God also used that experience to grow my faith so that later when He called me to Italy, I would have faith strong enough to follow that call, even though it meant moving to Italy alone.

  1. Avoid entanglements, Luke 9:62. Entanglements can be anything that prevents you from stepping out into ministry.  And this was precisely what had made me hesitate about starting the Children’s Church ministry.  I knew that it was going to cost my family something.  I was perfectly fine with paying a price, myself.  But I didn’t want to ask my family to pay the price, too—especially since my husband had turned his back on God.  How could I ask him to pay the price for ministry to a God he no longer believed in?

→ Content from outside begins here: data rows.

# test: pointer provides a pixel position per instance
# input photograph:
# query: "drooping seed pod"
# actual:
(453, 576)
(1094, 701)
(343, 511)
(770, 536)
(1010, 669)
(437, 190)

But turn that question around: how could I withhold anything, even my family, if the God I love is asking me to sacrifice them?  What would Abraham do?  I needed a major paradigm shift.  Being a housewife and stay-at-home mom, I had become used to putting my family ahead of my own needs.  But now, I had to put my God ahead of my family.

And I did.  It wasn’t easy, but it was the right thing to do because everything I had, even my dear family, had come from Him.  How could I refuse a God who had been so good to me?

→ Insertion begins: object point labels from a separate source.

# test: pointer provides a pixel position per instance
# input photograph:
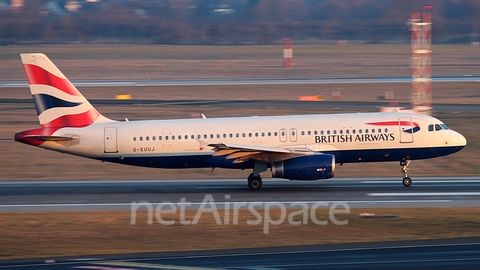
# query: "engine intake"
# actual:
(313, 167)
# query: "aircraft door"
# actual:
(293, 134)
(110, 140)
(283, 135)
(406, 129)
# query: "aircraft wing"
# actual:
(242, 153)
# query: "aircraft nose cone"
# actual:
(459, 139)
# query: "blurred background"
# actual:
(231, 21)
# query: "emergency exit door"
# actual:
(110, 140)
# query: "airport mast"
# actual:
(421, 61)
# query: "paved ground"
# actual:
(119, 195)
(461, 253)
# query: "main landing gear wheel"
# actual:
(254, 182)
(407, 181)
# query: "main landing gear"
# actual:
(407, 181)
(254, 182)
(254, 179)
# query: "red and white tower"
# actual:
(287, 52)
(421, 61)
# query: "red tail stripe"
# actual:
(74, 120)
(23, 136)
(38, 75)
(394, 123)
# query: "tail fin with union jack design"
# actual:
(58, 103)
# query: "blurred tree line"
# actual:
(235, 21)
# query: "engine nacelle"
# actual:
(313, 167)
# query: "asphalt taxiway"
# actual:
(246, 81)
(119, 195)
(461, 253)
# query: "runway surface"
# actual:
(245, 81)
(463, 253)
(120, 195)
(332, 105)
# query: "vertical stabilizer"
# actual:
(58, 102)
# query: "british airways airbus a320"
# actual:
(297, 147)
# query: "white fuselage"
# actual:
(350, 137)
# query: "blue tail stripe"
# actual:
(45, 102)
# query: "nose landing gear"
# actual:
(407, 181)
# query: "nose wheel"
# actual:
(407, 181)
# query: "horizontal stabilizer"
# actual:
(52, 138)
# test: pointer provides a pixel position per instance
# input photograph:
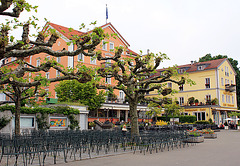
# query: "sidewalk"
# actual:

I am not going to sugar-coat any of this.  It was not easy.  It cost me, and it cost my family.  This is why many are called, but few are chosen.  Few are chosen because they are simply not willing to pay the price, to make the sacrifice.

But God is worthy of every sacrifice.  Those sacrifices that cost me the most are the most precious to Him.  He makes it all up to me in the sweetest, most intimately personal ways.  And I know that it has all gone into my Heavenly bank account to earn interest in eternity.  How could I do any less for my God, who I love?  God is good!